The Senate budget plan crafted by Republicans with help from minority Democrats has drawn a broadside from Gov. Jay Inslee for what he called “short term fixes and budget tricks.” The plan does not identify new significant sources of revenue for public schools, which Inslee proposed last week in the form of extended taxes on beer and businesses and closure of tax breaks for select industries.
Republican Sen. Andy Hill, who was the principal architect of the $33.2 billion plan, touted it as strong on funding K-12 education, cutting tuition instead of increasing it at colleges, and avoiding new taxes.
But Inslee’s office put out his sharply critical statement as follows:
“This proposal is deeply flawed. It’s the same old game that relies on short-term fixes and budget tricks, and it results in policy choices that would take our state backward.

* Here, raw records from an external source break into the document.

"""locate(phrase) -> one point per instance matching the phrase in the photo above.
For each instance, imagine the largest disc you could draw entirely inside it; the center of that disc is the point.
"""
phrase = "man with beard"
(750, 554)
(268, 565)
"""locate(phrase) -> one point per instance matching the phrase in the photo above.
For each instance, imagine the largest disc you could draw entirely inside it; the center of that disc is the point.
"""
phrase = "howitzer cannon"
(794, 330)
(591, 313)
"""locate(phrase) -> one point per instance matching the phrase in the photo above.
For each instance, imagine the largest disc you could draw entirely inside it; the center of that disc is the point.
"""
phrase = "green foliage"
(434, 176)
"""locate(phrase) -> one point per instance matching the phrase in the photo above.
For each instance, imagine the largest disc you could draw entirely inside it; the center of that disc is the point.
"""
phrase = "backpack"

“The Senate proposal to address our basic education obligations is funded in large part through cuts to vital services for children, families and vulnerable adults — exactly what I have said we must not do. The proposal released today would cut child care subsidies for low-income families and other families working to get off welfare, and reduce long-term care services for the elderly and people with developmental disabilities. It would make deep cuts to our state prison system, would force us to close state parks and fall far short of my plan for expanding early childhood education opportunities.

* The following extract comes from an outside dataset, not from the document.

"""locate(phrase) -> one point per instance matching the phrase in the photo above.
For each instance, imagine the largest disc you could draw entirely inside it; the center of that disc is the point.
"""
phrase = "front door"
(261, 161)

“What’s more, the Senate proposal relies heavily on unworkable or unrealistic across-the-board savings, phantom cuts that will leave us with a bigger problem in our next budget. We need to be accountable to the citizens of Washington and be straightforward with them about how we will balance the budget with a sustainable way to meet the urgent needs of — and the constitutional obligation to — our children.
“I’m heartened that some senators recognize the need for a workable, long-term financing plan for education that doesn’t cut services to our most vulnerable citizens or rely on gimmicks and half-measures. I look forward to working with all senators to find a real solution to our state’s pressing needs.”

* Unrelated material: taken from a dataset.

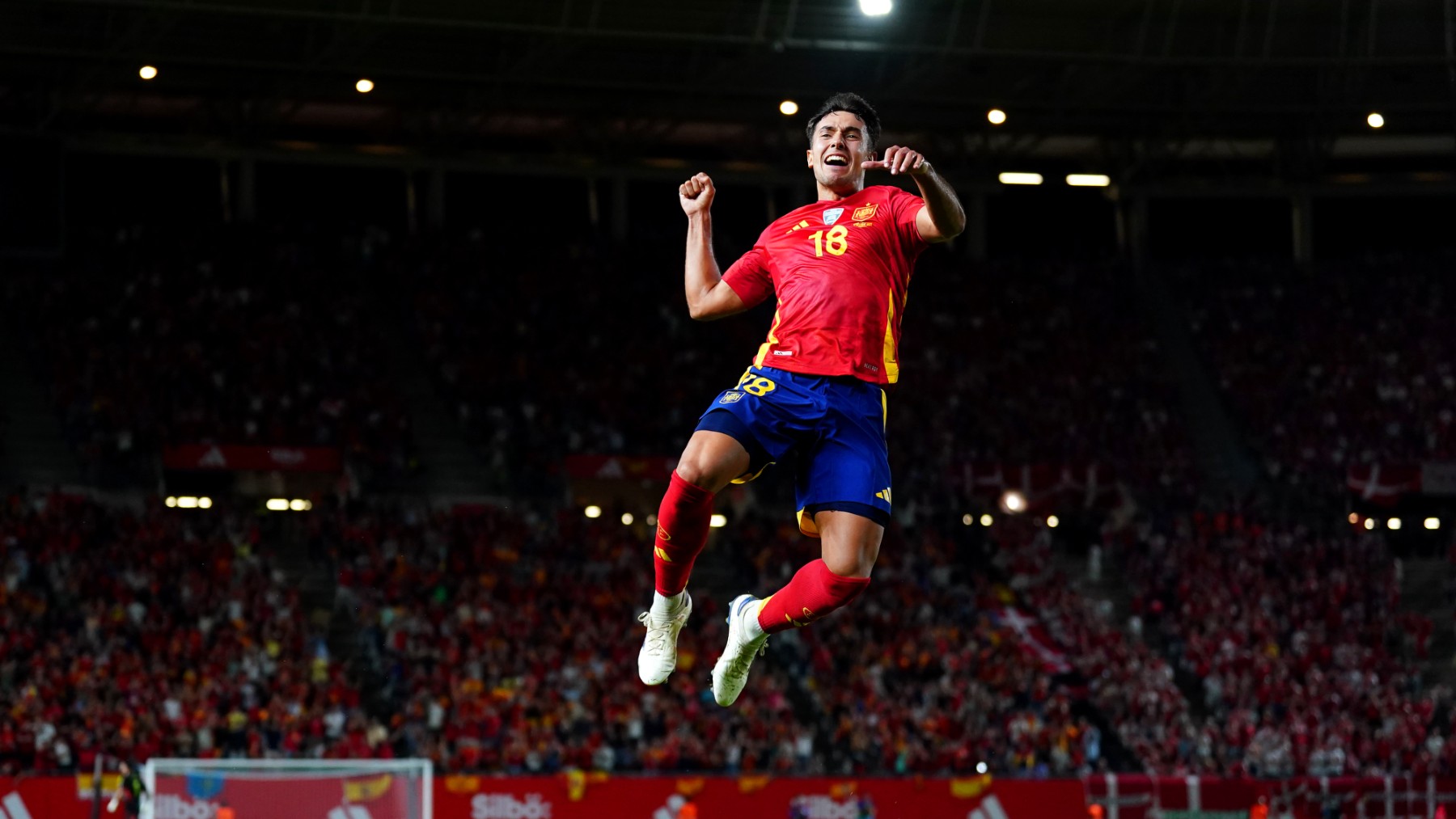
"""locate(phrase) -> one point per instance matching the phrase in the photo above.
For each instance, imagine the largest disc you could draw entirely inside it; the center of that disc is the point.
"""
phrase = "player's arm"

Inslee’s claims are open to question. Democratic Sen. Jim Hargrove of Hoquiam, who collaborated on Hill’s writing of the budget, said the proposal does not actually reduce child care grants below what are being used now. But it does fund them at lower levels than after the most recent rounds of budget cuts in 2011. UPDATE: Inslee’s budget office says it is true no one would be expelled from the program under the lower funding level but enrollment is predicted to rise above the funding level provided in the Senate budget.
That said, Hargrove and Democratic Sen. Sharon Nelson of Maury Island both expressed concern about the depth of some cuts to housing programs, and Hargrove expressed surprise at a press conference the final proposal cuts tuition.
Hargrove also expressed concern that the level of funding for the Working Connections Child Care program may not be adequate.
The budget measure – which is contained in Senate Bill 5034 – goes to a hearing at the Senate Ways and Means Committee at 3:30 p.m. today.
It is still unclear how many votes the Majority Coalition Caucus, which has 23 Republicans and two Democrats, can muster for the plan. But Hill said he hopes to run the bill out for a vote in the Senate this week as lawmakers try to finish their work on time – adjourning April 28 after 105 days.
Inslee has proposed $1.2 billion in new revenue by making expiring temporary taxes on beer and businesses permanent. He also would close numerous tax breaks – including fixing a loophole flaw in the estate tax created by a Supreme Court ruling. Hill said the Senate plan allows the $160 million tax break to remain on the books as a result of the court ruling that benefits married couples, but not individuals subject to paying the estate tax.
UPDATE: House Appropriations chairman Ross Hunter, D-Medina, added criticism that some of the budget proposals are not going to answer the court’s demands:
“While it is nice that the Senate Republicans have acknowledged our responsibility to fund the McCleary decision, they have done so with a budget proposal that relies on assumptions that are unconstitutional or unsustainable. The Supreme Court has been pretty cranky about this issue, and this budget will do nothing to improve their mood.
“In addition to being unsustainable, some of their decisions seem downright cruel. Providing child care subsidies for parents trying to get back into the workforce was part of the deal when we “reinvented welfare” two decades ago. Cutting it now will not only force single moms back onto welfare, it will perpetuate the opportunity gap in our schools for years to come.
“I am also very concerned with some of the shaky assumptions made in the proposal. There are $157 million in unnamed efficiencies, $40 million in an uncollectable use tax, and $166 million in a school trust transfer that is clearly unconstitutional.
“We have spent the last five years making our budget more sustainable with actions like reducing our long-term pension obligations and cutting staffing at all levels. A budget built on unconstitutional actions and assumptions that are unlikely to come true moves us away from sustainability.”